第一と二、七と八の区画は住民の居住区域で、大半の帝国民がここのいずれかに住んでいる。
カレンさんや俺が主に活動してる第三区画は軍事関係を中心に様々な建物があり、軍の本拠地とも言える。
第四は研究区画。軍事関係でも、民間の研究施設でもなんでも研究を行っている。
第五は一般企業の集合地。一般家庭の基本的な仕事先が多くある。
第六は学校等の教育機関が集合している場所。学園都市、なんて呼ばれていたりする。
第零区は、この国の文字通り中心地。
帝国軍本部を始めとして、国の最重要機関の多くがそこにある。基本的には軍曹階級以上でないと立ち入りが禁止されており、各企業のCEOですら立ち入りには許可と審査が必要とされている。
それよりも。
俺は立場を隠し生きていかなければならないのだが、俺のたった一つのミスと、彼女の努力のみでその答えに辿りついてしまったのだ。
「すみませんでした」
「いや、アナタが謝ったからってどうこうなる問題でもないし……」
カレンさんはほとほと呆れていた。
とはいえ、その呆れ顔でも少し諦観が見られる。
と、空気が重くなっていたところで背後の扉が開き女性が一人、入室した。
「いや、ルシウスには落ち度なんてなかったわ。
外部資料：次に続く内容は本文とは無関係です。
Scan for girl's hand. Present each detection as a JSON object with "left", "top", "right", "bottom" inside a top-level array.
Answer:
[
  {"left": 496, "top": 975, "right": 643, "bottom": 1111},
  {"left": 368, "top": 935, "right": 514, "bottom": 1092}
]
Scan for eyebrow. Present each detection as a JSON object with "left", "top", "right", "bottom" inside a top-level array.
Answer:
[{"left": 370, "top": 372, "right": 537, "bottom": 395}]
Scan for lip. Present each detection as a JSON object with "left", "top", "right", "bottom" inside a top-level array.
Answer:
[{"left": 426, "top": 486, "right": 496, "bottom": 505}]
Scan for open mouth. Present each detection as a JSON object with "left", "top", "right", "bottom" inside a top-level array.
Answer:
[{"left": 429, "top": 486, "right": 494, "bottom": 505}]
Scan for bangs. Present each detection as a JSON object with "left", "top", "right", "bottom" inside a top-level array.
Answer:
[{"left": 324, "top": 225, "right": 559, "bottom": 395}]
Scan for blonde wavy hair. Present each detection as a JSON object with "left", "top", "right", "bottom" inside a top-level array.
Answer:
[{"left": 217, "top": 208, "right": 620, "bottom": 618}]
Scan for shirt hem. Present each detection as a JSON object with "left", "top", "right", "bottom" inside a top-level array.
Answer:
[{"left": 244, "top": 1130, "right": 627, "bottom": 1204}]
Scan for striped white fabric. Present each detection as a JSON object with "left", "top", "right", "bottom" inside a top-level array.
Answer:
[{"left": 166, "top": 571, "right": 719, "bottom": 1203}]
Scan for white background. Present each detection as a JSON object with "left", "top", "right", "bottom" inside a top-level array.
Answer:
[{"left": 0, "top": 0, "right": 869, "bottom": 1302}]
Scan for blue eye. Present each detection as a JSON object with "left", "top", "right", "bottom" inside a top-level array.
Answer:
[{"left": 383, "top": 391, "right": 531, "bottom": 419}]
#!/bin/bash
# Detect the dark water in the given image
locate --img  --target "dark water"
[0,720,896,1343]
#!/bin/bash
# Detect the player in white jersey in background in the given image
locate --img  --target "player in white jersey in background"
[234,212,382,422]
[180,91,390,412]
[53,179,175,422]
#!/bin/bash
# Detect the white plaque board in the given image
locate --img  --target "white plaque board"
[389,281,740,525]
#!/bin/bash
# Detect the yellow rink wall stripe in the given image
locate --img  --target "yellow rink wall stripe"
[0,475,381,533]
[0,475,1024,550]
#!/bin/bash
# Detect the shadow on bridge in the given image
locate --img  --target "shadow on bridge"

それは私が保障する」
「フミカさん……」
フミカさんが珍しくここに顔を出していた。
フミカさんは少尉階級だがこういった軍関係施設が嫌いなのかあまり立ち入らない。
潜入といいつつ、学院の空気が気に入ってるらしい。
そのカレンさんがこちらに来た、ということはこの身バレはかなりマズいということを指していた。
「それで、なんでバレたのかしら?」
「……彼女の髪の毛と、俺の皮膚。あとは昔の写真とあの子の記憶」
「……すごいわね」
「…正直俺も驚いた。……血筋か?」
俺も、昔は宿願達成の為に手段を択ばずに行動を起こしたことが多々ある。
それを思えば今回の杏子の行動は納得のいくものであると言える。
「半分はね。どんな手段を以ってしても目的を遂げるその精神はそうね。……けど、やっぱり……」
「やっぱり?」
カレンさんの言葉をフミカさんが引き継いだ。
「家族だもん、分かるよ。そういうの」
うんうん、と頷きながらもカレンさんの顔は厳しいものだった。
「それで、どうするつもりしら?」
「……」
「過去を隠したまま家族として過ごすか。それとも、過去を明かし、人殺しの謗りを受けながらも生きるか。それとも」
確かに、まだ選べることがある。それも、誤魔化しのきく道だ。
昨日、二人は『家族のように』接して欲しいと言ってくれた。
それは、彼女たちが俺の過去を知らない、ということを表している。
そもそもだが、俺があんなことをしなければあの二人がこうして兄弟姉妹と離れて生きることにならなかったのだから。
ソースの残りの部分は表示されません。